Examples¶
Every example below is a runnable script in
docs/.
Each runs end-to-end against the bundled ACME invoice fixture — no extra
config needed beyond a running TurboOCR server reachable at
http://localhost:8000 (override with TURBO_OCR_BASE_URL).
export TURBO_OCR_BASE_URL=http://localhost:8000 # optional, this is the default
python docs/00_quickstart.py
python docs/02_pdf_to_markdown.py
00 Quickstart¶
The smallest useful script — sync image OCR with Client.
01 Image OCR with layout¶
Image OCR with layout, reading_order, include_blocks. Dumps both text
items (with bbox + confidence) and reading-order-grouped blocks.
examples/01_image_ocr_with_layout.py
02 PDF → Markdown¶
recognize_pdf + render_to_markdown on a multi-page invoice.

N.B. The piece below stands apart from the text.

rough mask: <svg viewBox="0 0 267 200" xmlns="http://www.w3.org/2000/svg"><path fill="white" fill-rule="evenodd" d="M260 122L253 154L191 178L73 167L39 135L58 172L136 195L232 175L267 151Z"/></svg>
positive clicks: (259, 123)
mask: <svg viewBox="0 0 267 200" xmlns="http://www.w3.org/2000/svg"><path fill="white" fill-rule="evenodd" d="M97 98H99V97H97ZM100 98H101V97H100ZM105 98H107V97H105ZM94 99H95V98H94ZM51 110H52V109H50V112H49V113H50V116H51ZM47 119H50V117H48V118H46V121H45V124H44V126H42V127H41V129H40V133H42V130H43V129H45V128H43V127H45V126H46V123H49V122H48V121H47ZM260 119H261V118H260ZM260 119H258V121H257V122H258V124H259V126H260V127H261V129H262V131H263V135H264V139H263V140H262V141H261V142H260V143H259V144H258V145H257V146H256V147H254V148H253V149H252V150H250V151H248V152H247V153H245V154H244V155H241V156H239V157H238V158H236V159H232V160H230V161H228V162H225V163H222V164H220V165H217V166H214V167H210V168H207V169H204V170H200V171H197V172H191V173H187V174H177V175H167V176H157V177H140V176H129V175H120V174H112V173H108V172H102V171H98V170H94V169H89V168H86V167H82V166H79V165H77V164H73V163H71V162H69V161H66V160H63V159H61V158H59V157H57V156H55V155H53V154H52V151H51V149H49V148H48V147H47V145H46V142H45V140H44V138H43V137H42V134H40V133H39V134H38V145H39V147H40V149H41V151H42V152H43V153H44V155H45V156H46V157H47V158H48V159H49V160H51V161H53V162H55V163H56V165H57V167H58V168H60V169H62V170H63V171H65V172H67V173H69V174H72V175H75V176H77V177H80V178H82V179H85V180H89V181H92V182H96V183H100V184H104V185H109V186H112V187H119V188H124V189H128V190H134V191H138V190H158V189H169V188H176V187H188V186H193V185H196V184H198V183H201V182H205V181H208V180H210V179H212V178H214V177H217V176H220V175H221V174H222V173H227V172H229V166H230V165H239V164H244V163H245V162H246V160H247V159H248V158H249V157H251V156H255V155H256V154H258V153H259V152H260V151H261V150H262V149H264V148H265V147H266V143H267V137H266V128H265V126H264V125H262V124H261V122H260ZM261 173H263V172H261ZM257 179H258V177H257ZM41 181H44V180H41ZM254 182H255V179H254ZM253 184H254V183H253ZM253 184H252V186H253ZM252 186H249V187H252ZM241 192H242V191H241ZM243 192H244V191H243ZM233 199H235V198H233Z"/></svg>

examples/02_pdf_to_markdown.py
03 Searchable PDF¶
PDF → invisible-text-overlay PDF, verified via pypdf.extract_text().
04 Async client¶
AsyncClient + asyncio.gather for concurrent OCR.
05 Batch¶
recognize_batch over multiple images, walked via iter_results() so
per-slot failures surface cleanly.
06 gRPC¶
GrpcClient — same surface as Client, gRPC transport. Requires
pip install 'turboocr[grpc]'.
07 Retry and timeout¶
Custom RetryPolicy (5 attempts, bounded backoff) plus per-request
timeout=.
examples/07_retry_and_timeout.py
08 Custom httpx.Client¶
Pass your own httpx.Client for custom TLS / mTLS / connection limits /
proxies.
examples/08_custom_httpx_client.py
09 Markdown style¶
Register a custom layout label + renderer on MarkdownStyle to extend the
default label-to-Markdown mapping.
10 Tables and formulas¶
Iterate response.tables / response.formulas. See Layout →
Tables/Formulas for the partial-support caveat.
examples/10_tables_and_formulas.py
11 Folder pipeline¶
AsyncClient + asyncio.Semaphore for a bounded-concurrency PDF→Markdown
folder pipeline.
examples/11_folder_pipeline.py
12 Hooks and logging¶
httpx on_request / on_response event hooks plus the SDK's stdlib logger.